For some reason, this produced a silence. A bird called loudly overhead. Tess gazed up at the sky. It had a slate color, a tinge of gray, as if one storm cloud had been ripped to pieces and mixed in with the blue. In Jeds it had the blue of turquoise, but in Jeds the other colors had not seemed so bright. A torn wisp of cloud clung to the horizon.

"Why did your brother send you overseas?" he asked.

She turned, astonished and irritated, to stare directly at him. "You don't trust me."

His lips tightened, and he reined his horse away from her so abruptly that it shied under the hard rein. He turned it downslope and let it have its head, Tess trailing behind.

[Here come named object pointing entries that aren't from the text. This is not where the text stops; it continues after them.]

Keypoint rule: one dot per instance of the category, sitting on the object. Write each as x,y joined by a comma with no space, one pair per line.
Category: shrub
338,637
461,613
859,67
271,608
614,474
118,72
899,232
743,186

She retreated immediately to the company of the young men that evening, and sat at the fire watching Mikhal and Fedya across from her as they sang a riddle song to an appreciative audience.

"Yuri, I'm hungry," she said peevishly, still annoyed and troubled by her afternoon's conversation. "Why can't we eat?"

Yuri sat with his arms curled around his one upright knee, staring morosely into the fire. "Didn't Ilya tell you? Tomorrow we come to zhapolaya, the sacred hill. We have many laws that we must follow at a holy place."